WiseSrNet is a newly introduced method for dealing with the classification process. Thie method compresses the feature map just like the GAP layer while not losing data, so you can train your models while keeping the original data and not facing extra computational cost.

The main principle behind Wise-SrNet is letting the neural network learn how to wisely compress the feature map to a lower-size array without removing essential data. In other words, the model will learn some weights while training to use for compressing the feature map. This is similar to the feature extraction part which the model learns how to extract a brief feature map from input images that contains useful information.

The next image shows the architecture of Wise-SrNet. The main core of it is a depthwise convolution layer with the size of a kernel equal to the kernel of the feature map and no activation function. The authors visualized that the model could face overfitting due to the large kernel size of the depthwise convolution layer. To resolve this problem, they applied a non-negative constraint on the depthwise convolutional layer to limit the weights from going negative. They also investigated placing a small average pooling layer before the depthwise convolution layer to reduce the kernel size of the depthwise convolutional layer and prevent overfitting.

Wise-SrNet architecture applied to a deep neural network using 224×224 images.

The following figures show how Global Average Pooling and depthwise convolutional layer work for compressing the feature map. (All the figures have been adopted from the Wise-SrNet paper)

Depthwise convolutional layer, compressing the feature map wisely (without losing important data)
Global Average Pooling, compressing the feature map for classification

The next script shows a glance at the Wise-SrNet code applied to the Xception model. The input image size was set to 224×224.

Wise-SrNet code applied to the Xception model for 224×224 images.

The authors have stated that using their method will improve the classification accuracy like this:

Effect of Wise-SrNet on a selected part of the ImageNet dataset containing 70 classes. The images were resized to 224×224, and no pre-trained weights were utilized for starting the training process.

Effect of Wise-SrNet on a selected part of the MIT Indoors Scenes dataset using 512×512 images and transfer learning.

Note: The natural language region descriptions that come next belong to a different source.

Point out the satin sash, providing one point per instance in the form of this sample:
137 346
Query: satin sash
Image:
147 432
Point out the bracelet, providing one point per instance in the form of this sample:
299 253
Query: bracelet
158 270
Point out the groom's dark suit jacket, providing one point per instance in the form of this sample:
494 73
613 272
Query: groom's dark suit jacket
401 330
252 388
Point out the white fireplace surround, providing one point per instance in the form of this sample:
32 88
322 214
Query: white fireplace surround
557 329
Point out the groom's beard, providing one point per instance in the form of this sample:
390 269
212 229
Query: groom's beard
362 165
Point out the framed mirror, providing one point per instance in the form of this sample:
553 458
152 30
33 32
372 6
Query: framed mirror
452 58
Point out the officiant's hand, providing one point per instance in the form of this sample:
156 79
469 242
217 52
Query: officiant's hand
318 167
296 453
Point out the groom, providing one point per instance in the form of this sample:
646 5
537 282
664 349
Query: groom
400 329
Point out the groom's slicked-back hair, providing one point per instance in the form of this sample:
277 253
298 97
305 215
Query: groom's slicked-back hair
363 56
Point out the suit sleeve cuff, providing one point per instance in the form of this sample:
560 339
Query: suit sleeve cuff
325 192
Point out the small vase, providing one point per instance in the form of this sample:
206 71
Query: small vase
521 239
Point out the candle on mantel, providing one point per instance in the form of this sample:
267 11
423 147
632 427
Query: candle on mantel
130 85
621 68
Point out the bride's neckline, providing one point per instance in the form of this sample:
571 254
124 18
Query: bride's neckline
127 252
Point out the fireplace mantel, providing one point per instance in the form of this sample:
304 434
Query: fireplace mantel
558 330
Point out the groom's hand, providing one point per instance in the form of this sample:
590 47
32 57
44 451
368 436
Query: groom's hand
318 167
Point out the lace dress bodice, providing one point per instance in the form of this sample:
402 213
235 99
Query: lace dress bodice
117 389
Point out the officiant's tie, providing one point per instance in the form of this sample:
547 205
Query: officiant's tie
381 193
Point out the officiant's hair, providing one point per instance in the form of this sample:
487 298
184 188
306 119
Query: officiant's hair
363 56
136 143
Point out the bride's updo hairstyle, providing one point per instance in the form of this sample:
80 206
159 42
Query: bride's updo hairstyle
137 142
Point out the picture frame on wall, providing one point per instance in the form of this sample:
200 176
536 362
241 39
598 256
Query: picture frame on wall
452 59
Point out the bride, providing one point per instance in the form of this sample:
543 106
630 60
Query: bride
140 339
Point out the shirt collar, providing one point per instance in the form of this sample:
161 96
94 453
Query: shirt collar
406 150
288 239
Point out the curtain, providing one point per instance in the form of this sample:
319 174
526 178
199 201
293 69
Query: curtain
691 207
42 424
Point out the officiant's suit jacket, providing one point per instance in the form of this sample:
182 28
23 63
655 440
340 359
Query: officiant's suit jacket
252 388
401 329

The authors of Wise-SrNet have also brought up an interesting result that using the GAP layer on large images may not work on some models at all. In these situations, the only choice is not to use compression and feeding the whole feature map to the classification fully connected layer (the classic method that increases the model weights significantly), but now the Wise-SrNet solves this problem by compressing the feature map while holding the spatial information. Based on their obtained results, Wise-SrNet can sometimes be the only solution for training a classification model fast and accurately.

References

1-Rahimzadeh, M., Parvin, S., Safi, E. and Mohammadi, M.R., 2021. Wise-SrNet: A Novel Architecture for Enhancing Image Classification by Learning Spatial Resolution of Feature Maps. arXiv preprint arXiv:2104.12294.

2-Lin, M., Chen, Q. and Yan, S., 2013. Network in network. arXiv preprint arXiv:1312.4400.

3-Chollet, F., 2017. Xception: Deep learning with depthwise separable convolutions. In Proceedings of the IEEE conference on computer vision and pattern recognition (pp. 1251–1258).